Professeur de dessin depuis 1959, Léon Wuidar enseignera à partir du milieu des années 1970 les arts graphiques à l’Académie des Beaux-Arts de Liège en compagnie de Jacques Charlier. À cette époque où il demande également à son ami l’architecte Charles Vandenhove de lui dessiner sa maison à Esneux, la construction de ses tableaux gagne en solidité en développant un langage architectonique fondé sur une famille de signes que le peintre reprend régulièrement, comme le motif ornemental à chevrons ou le rectangle elliptique qui évoque le cartouche dans lequel les Égyptiens inscrivaient leurs hiéroglyphes. Au croisement de l’architecture et de l’écriture, cette esthétique du glyphe – ou du trait ciselé – préside aussi à la mise en œuvre de la première intégration que l’artiste réalise en 1977 sur la façade du restaurant universitaire du Sart Tilman à Liège. Sous la forme cette fois de compositions verticales, cet agencement séquentiel de signes apparaît encore dans une série de bas-reliefs en bois que Léon Wuidar réalise en 1985 et qui rappelle les caractères d’imprimerie en plomb utilisés autrefois par les typographes. Ce goût du peintre pour les métiers du livre se retrouve également dans les nombreux reliures et emboîtages qu’il commence à réaliser à cette même époque. Fruits d’une collaboration étroite avec les artisans, ces travaux débouchent parfois sur l’emploi de matériaux inattendus et sensuels comme l’ivoire végétal, l’ébène ou le celluloïd. Dans cette veine précieuse, l’artiste réalisera aussi quelques livres-objets qui témoignent encore d’un certain goût baroque pour le pli.

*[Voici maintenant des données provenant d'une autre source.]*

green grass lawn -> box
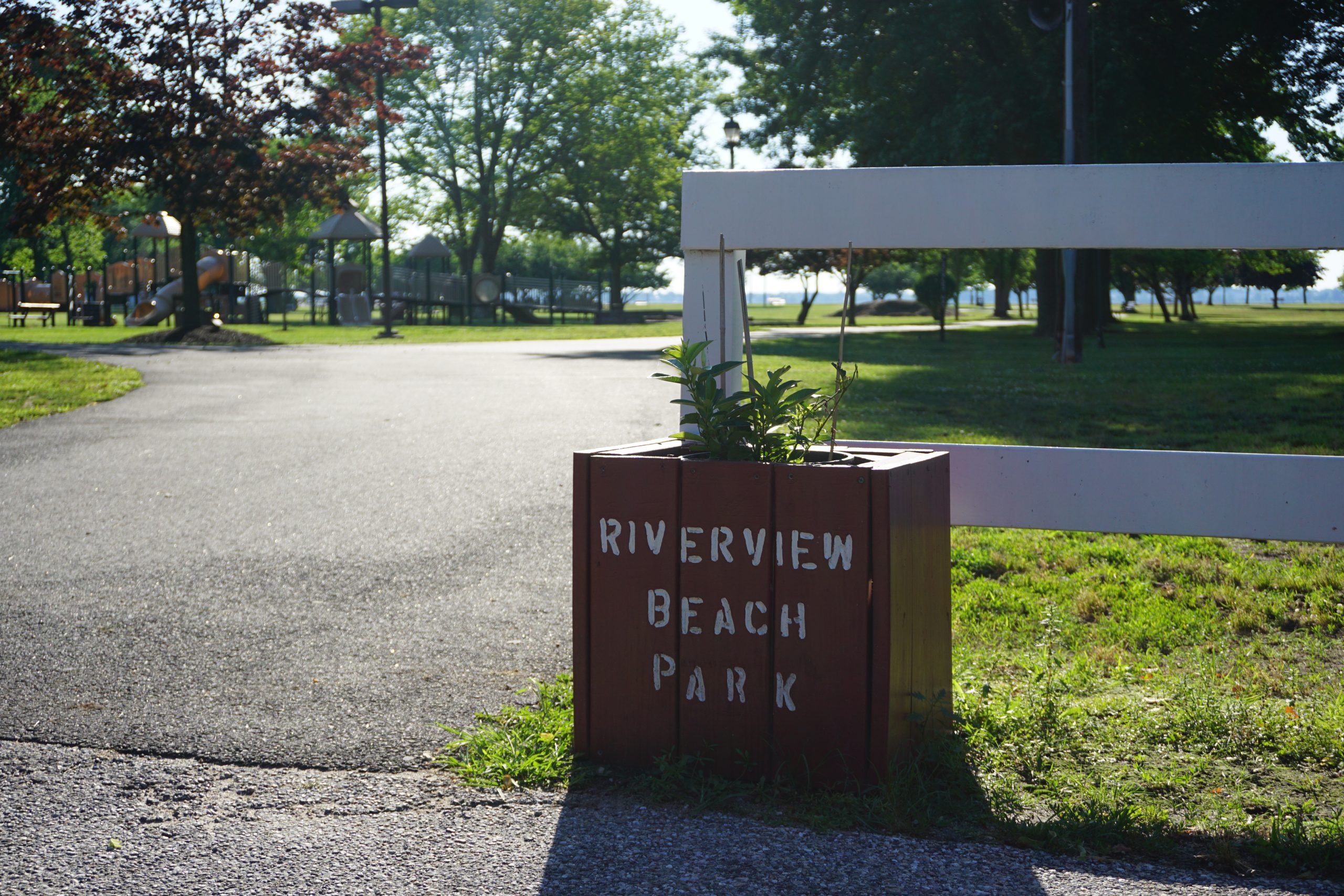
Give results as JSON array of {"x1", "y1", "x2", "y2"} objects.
[
  {"x1": 0, "y1": 349, "x2": 140, "y2": 427},
  {"x1": 0, "y1": 305, "x2": 989, "y2": 345},
  {"x1": 0, "y1": 314, "x2": 681, "y2": 345},
  {"x1": 450, "y1": 307, "x2": 1344, "y2": 876}
]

Développant à sa façon une poésie concrète, le peintre construit dès le milieu des années 1980 certains de ses tableaux à partir d’un jeu non seulement de lignes et de couleurs, mais encore de lettres ou de mots. Dans plusieurs compositions, ce seront aussi les figures qui s’inviteront clandestinement en perturbant ainsi le dogme d’une abstraction géométrique auquel le peintre n’aura jamais adhéré totalement. Par un effort d’imagination et un jeu de suggestion, il est ainsi possible de reconnaître dans nombre de ses tableaux, dépourvus à première vue de figuration, les signes de choses concrètes : la cime d’un sapin, un nez de clown, les lettres d’un mot. Pour d’autres compositions, l’abstraction procède de la seule stylisation du motif qui, réduit à un pictogramme, demeure clairement identifiable : un masque, un trou de serrure, une pipe, une chaise et une table de bistrot. Pour d’autres encore, les références visuelles dont certaines sont tirées de l’histoire de l’art, comme la toile New York Movie d’Edward Hopper dans Louvreuse, nécessitent d’être énoncées clairement pour les retrouver. Dans cet esprit, entre abstraction et surréalisme, Léon Wuidar rendra d’ailleurs hommage à René Magritte par un clin d’œil à sa célèbre “pipe” (La Trahison des images, 1928 – 1929).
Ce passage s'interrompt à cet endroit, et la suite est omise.